I reached down and touched the air where the finished prosthesis would go, the place where there was no leg. How could that be, when every other girl I knew so effortlessly embodied a two-legged form? It seemed such a simple thing, just one missing piece from knee to foot, but the absence was everything, even when, in a tactile sense, it was nothing at all.

I stood there for a long time, watching the “doctor” do his work on my body that was also not my body. A cigarette hung from his lips, and bits of bright ash flickered on the table. He cursed at my leg, tugged at it. I ached for the leg. I hated it. I wanted to pluck it from beneath the whirring blades of the saw. I wanted it to be chewed up, incinerated, or disposed of once and for all.

On the way home, I was uncharacteristically quiet. “Are you OK?” my dad asked. “Are you happy with the leg?”

“Sure,” I said, but I couldn’t help thinking that someday I would walk through the doors of the prosthetist’s office with two real legs, as if a real metamorphosis had happened — from monster to princess.

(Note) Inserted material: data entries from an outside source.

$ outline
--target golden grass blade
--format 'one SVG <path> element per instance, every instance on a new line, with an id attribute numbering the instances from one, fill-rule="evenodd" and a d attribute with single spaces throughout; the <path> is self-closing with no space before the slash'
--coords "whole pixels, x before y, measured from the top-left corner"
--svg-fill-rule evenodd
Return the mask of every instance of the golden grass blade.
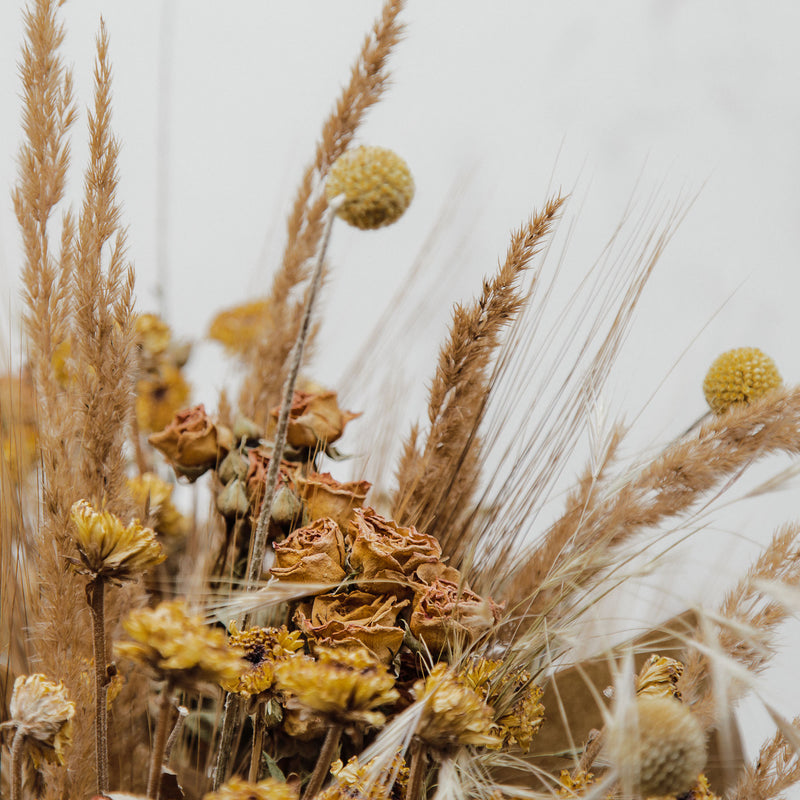
<path id="1" fill-rule="evenodd" d="M 327 208 L 322 184 L 333 162 L 353 140 L 366 112 L 388 85 L 387 62 L 402 34 L 398 16 L 404 4 L 404 0 L 384 3 L 353 66 L 350 82 L 322 127 L 314 160 L 297 190 L 287 221 L 283 260 L 268 297 L 270 332 L 246 357 L 248 372 L 239 395 L 241 412 L 259 424 L 265 423 L 270 408 L 280 399 L 286 362 L 300 328 L 304 300 L 296 293 L 309 277 L 309 264 L 322 236 Z"/>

Instead of entering Frankenstein’s workshop, I would enter a world where real fairy tales came true: peasants were made queens.

At night I began storing the leg in the closet and shutting the door so I wouldn’t have to look at it or know it was there. I would lie in bed and imagine that a new leg, glorious in flesh and blood, would grow in the empty space beneath the covers. I would awake transformed. Reliance on an artificial leg made my hormonally charged heart spin: to wear the machine, to rely on it so deeply, was to be bound and shackled, but also, oddly free.

“I hate you,” I once said to it, out loud. It was one morning as I was putting the leg on.

My brother walked past my bedroom door. “Who are you talking to?” he asked.

“You,” I said, slamming the door in his face. I did not talk about the leg, and nobody knew how I felt about needing it. I covered it with questionable fashion choices; I tried to put it out of my mind.

In high school, I still prayed to be healed of the problem that required me to use the leg, to be rid of it, although the idea of being parted from it also filled me with a great and terrible dread, like the knowledge of death. It would be like jumping off a building to be seen without it, to be left without it. At slumber parties, I clutched it close in the sleeping bag. At high-school parties, I was careful to hide as much of it as I could, to shroud the difference in long pants or thick tights. I detested it. I relied on it.

As I’ve become an adult, I have cast off one leg after another as my body grew and prosthetic technology advanced. Now, artificial limbs have knees that operate like computers; feet come with intense shock absorbers that allow people to run and leap and participate in competitive sports. I own a running leg, and a leg with an adjustable foot made for wearing high heels. But this relationship I have with a mechanized body has always been contentious, because a women’s body is, in part, her currency in the world, however we might try to deny it. A woman is embodied, and she is judged accordingly. We want to think that we are beyond this, that we are more than our bodies, but in the end, we are not. We are easily reduced to the sum of our parts, and sometimes we are reduced to only our parts. As a woman who wears a permanent machine, I felt and still feel this reduction acutely.

At my high school graduation, dressing in my room with another amputee friend of mind, pirouetting in front of the mirror, I observed that it would just be so much better with two real legs. She agreed. The “it” was the crucial point. We both wanted to be pretty, to have our bodies be acceptable, normal, noticeable — but in a way that felt special, not strange. We carefully calculated the fine line between these two descriptors. We didn’t want to wear flesh-colored hose to match the flesh-colored paint of the artificial legs we wore, which hardly matched our own skin tones. We didn’t want the leg to make loud noises as we walked. We didn’t want to be stared at. We wanted to be women who didn’t rely on any external, human-made parts to make us whole. We wanted to be whole without assistance.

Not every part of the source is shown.